Authors: Alessandro Baricco
Nos marchamos hacia el tranvía, envueltos hasta los pies en nuestros abrigos, respirando niebla. Era tarde, y en la oscuridad sólo había soledad. No hablamos hasta que llegamos a la parada. Porque una parada de tranvía, de noche, en nuestros fríos de niebla, es perfecta. Tan sólo las palabras necesarias, ningún gesto. Una mirada cuando es necesaria. Hablando como hombres antiguos. Luca quiso enterarse y nosotros se lo explicamos, de aquella manera. Le conté lo de la tarde en casa de la madre de Andre. Resumido en pocas palabras, todavía sonaba más absurdo.
Estáis locos, dijo.
Fueron para echarle un sermón, dijo Bobby.
¿Y ella?, preguntó Luca.
Le conté la historia aquella del monje. Más o menos como la habíamos escuchado. Hasta el punto en que Andre resultaba ser su hija.

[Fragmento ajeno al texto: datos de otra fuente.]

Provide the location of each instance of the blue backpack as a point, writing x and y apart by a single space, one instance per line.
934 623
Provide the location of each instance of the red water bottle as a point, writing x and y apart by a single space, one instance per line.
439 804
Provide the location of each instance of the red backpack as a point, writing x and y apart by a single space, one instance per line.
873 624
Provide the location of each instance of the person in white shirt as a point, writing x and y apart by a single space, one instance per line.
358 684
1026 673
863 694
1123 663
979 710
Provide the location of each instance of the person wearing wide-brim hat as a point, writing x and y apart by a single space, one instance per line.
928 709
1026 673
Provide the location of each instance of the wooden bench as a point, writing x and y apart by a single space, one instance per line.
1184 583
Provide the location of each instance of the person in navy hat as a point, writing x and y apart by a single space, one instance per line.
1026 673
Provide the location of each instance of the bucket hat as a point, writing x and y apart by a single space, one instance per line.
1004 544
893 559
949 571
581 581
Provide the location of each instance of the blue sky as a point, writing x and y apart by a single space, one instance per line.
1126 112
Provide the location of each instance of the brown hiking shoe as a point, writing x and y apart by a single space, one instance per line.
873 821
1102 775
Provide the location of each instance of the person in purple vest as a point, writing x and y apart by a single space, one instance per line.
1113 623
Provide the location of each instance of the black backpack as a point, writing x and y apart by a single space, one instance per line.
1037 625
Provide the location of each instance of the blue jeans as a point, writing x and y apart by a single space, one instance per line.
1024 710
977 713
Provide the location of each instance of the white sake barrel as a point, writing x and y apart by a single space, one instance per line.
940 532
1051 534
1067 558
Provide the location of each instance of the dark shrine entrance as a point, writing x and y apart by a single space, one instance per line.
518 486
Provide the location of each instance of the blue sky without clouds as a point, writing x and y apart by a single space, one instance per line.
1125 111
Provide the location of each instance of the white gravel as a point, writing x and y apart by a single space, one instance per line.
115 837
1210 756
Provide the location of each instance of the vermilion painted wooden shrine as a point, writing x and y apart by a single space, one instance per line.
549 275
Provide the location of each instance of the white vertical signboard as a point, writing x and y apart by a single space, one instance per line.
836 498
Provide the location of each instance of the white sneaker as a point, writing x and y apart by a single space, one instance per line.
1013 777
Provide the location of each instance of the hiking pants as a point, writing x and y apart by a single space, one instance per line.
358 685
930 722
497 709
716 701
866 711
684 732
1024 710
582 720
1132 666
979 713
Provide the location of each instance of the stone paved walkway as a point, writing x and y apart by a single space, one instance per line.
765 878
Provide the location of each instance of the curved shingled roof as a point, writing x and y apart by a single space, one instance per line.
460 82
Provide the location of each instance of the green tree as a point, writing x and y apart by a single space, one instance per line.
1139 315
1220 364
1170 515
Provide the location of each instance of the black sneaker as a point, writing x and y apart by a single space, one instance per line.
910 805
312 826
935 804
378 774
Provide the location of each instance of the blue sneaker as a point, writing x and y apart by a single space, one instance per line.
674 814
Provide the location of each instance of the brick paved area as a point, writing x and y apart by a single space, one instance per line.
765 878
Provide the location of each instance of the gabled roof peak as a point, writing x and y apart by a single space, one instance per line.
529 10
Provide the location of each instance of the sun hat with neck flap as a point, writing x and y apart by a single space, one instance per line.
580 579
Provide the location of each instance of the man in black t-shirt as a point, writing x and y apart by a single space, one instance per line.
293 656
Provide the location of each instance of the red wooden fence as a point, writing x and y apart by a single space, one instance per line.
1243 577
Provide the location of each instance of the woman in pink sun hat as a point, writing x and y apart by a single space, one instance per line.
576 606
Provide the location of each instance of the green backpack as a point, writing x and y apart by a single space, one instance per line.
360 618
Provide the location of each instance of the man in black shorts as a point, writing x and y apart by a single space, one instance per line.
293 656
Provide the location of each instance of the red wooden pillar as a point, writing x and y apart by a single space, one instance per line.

Luca primero se rió, luego se quedó un rato pensativo.
No es verdad, dijo al final.
Se ha choteado de vosotros, dijo.
Volví a pensar en cómo nos lo había contado, buscando algún matiz, algo que lo explicara. Pero era darse de bruces contra un cristal, no salía nada de nada. De manera que lo que quedaba era esa hipótesis de un cura en el sembrado adverso —un golpe bajo. Era mejor lo de antes, nosotros aquí, ellos allí: a cada uno su recolecta. Era el tipo de esquema en el que nosotros sabíamos jugar. Pero ahora se trataba de una geometría distinta, se trataba de su geometría enloquecida.

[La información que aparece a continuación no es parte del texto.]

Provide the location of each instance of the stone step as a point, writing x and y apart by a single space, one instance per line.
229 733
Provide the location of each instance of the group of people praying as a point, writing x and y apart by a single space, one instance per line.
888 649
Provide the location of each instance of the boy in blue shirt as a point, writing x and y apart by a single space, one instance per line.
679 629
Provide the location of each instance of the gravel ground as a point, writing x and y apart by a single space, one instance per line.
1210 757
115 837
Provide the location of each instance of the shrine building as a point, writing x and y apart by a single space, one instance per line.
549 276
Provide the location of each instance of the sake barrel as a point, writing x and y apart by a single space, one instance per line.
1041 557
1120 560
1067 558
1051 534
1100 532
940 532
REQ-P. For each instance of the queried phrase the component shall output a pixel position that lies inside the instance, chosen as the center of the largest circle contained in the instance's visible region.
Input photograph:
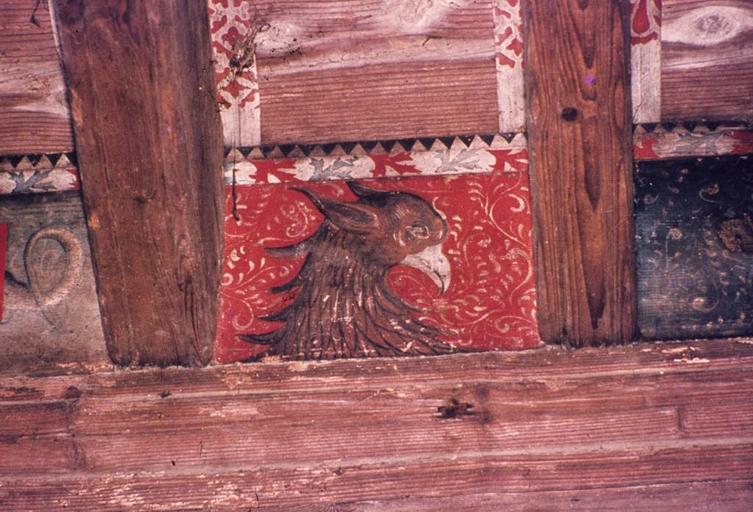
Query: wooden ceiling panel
(34, 114)
(707, 59)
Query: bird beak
(432, 262)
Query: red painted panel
(490, 301)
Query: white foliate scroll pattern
(494, 299)
(490, 303)
(234, 29)
(645, 39)
(508, 45)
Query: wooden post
(579, 134)
(149, 144)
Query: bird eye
(417, 232)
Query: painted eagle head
(343, 305)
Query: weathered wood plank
(579, 136)
(645, 60)
(33, 108)
(149, 142)
(600, 425)
(553, 363)
(337, 486)
(333, 71)
(707, 60)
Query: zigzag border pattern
(661, 141)
(29, 174)
(375, 159)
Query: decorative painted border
(645, 60)
(234, 31)
(406, 157)
(26, 174)
(664, 141)
(508, 45)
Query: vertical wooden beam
(579, 127)
(149, 143)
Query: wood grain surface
(707, 59)
(33, 108)
(580, 163)
(149, 145)
(361, 70)
(658, 427)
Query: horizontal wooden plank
(33, 107)
(551, 363)
(598, 425)
(379, 102)
(337, 486)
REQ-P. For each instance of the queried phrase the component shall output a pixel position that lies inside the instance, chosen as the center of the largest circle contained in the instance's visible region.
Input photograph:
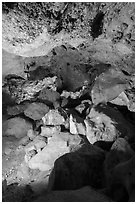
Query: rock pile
(76, 130)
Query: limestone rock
(121, 180)
(45, 159)
(108, 86)
(36, 111)
(24, 141)
(121, 100)
(47, 131)
(36, 144)
(106, 124)
(31, 134)
(17, 127)
(17, 109)
(77, 169)
(85, 194)
(53, 117)
(49, 96)
(122, 145)
(76, 125)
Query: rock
(7, 150)
(31, 134)
(50, 96)
(23, 172)
(24, 141)
(119, 152)
(36, 111)
(122, 145)
(121, 180)
(30, 154)
(85, 194)
(28, 90)
(17, 127)
(47, 131)
(72, 73)
(104, 123)
(53, 117)
(17, 109)
(77, 169)
(45, 159)
(108, 86)
(83, 106)
(106, 146)
(77, 125)
(74, 142)
(121, 100)
(36, 144)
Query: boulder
(50, 96)
(121, 181)
(31, 134)
(36, 144)
(77, 125)
(121, 100)
(104, 123)
(17, 127)
(108, 86)
(120, 152)
(79, 168)
(36, 110)
(45, 159)
(24, 141)
(53, 117)
(122, 145)
(48, 131)
(16, 109)
(85, 194)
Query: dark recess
(97, 25)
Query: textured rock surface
(36, 111)
(62, 54)
(45, 159)
(17, 127)
(105, 123)
(85, 194)
(121, 180)
(77, 169)
(108, 86)
(53, 117)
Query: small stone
(23, 172)
(29, 155)
(104, 123)
(122, 145)
(53, 117)
(49, 96)
(77, 125)
(77, 169)
(24, 141)
(121, 100)
(31, 134)
(17, 127)
(36, 111)
(7, 150)
(47, 131)
(45, 159)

¿Qué, venís a ver el espectáculo?, preguntó Bobby. Se refería a eso que hacían Andre y él.
Luca hizo que se lo explicara, luego dijo que antes se dejaría matar.
¿Y tú?, preguntó Bobby volviéndose hacia mí.
Sí, yo voy a ir, guárdame tres entradas.
¿Tres?
Tengo dos amigos a los que les gustaría.
¿Los dos capullos de costumbre?
Los mismos.
Vale, pues, que sean tres.
Gracias.
Llega el tranvía, dijo Luca.
Pero, como se habían pegado, luego se fueron juntos a las montañas, Bobby y el Santo. Nosotros lo hacemos así. Cuando algo se rompe, buscamos el esfuerzo y la soledad. Es tal el lujo espiritual en que vivimos —que para salvarnos elegimos como cura lo que en una vida normal sería pena y condena.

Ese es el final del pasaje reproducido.